Interventions for replacing missing teeth: different types of dental implants
|Dental implants are available in different materials, shapes and with different surface characteristics. In particular, numerous implant designs and surface modifications have been developed for improving clinical outcome. This is an update of a Cochrane review first published in 2002, and previously updated in 2003, 2005 and 2007.|
We identified 81 different RCTs. We included 27 of these RCTs, reporting results from 1512 participants and 3230 implants in the review. We compared 38 different implant types with a follow‐up ranging from one to 10 years. All implants were made of commercially pure titanium or its alloys, and had different shapes and surface preparations. We judged two trials to be at low risk of bias, 10 to be at unclear risk of bias and 15 to be at high risk of bias. On a ‘per participant’ rather than ‘per implant’ basis, we found no significant differences between various implant types for implant failures. The only observed statistically significant difference for the primary objective regarded more peri‐implant bone loss at Nobel Speedy Groovy implants when compared with NobelActive implants (MD ‐0.59 mm; 95% CI ‐0.74 to ‐0.44, different implant shapes). The only observed statistically significant difference for the secondary objective was that implants with turned (smoother) surfaces had a 20% reduction in risk to be affected by peri‐implantitis than implants with rough surfaces three years after loading (RR 0.80; 95% CI 0.67 to 0.96). There was a tendency for implants with turned surfaces to fail early more often than implants with roughened surfaces.

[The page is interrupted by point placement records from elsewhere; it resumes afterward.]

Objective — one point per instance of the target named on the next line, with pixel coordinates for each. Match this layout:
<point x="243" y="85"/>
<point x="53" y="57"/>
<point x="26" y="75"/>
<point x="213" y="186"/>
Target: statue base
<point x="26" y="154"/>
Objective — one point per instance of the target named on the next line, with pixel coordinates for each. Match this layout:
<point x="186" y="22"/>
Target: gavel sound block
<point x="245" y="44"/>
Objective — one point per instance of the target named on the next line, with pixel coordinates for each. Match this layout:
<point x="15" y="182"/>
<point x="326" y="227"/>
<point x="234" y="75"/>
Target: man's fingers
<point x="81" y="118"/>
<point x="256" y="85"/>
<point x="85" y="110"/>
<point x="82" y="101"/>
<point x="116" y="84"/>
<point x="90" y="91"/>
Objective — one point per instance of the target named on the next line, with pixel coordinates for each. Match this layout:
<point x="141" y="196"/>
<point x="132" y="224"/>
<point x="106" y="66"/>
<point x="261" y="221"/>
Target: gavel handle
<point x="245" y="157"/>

Based on the results of the included RCTs, we found no evidence showing that any particular type of dental implant had superior long‐term success. There was limited evidence showing that implants with relatively smooth (turned) surfaces were less prone to lose bone due to chronic infection (peri‐implantitis) than implants with much rougher surfaces (titanium‐plasma‐sprayed). These findings were based on several RCTs, often at high risk of bias, with few participants and relatively short follow‐up periods.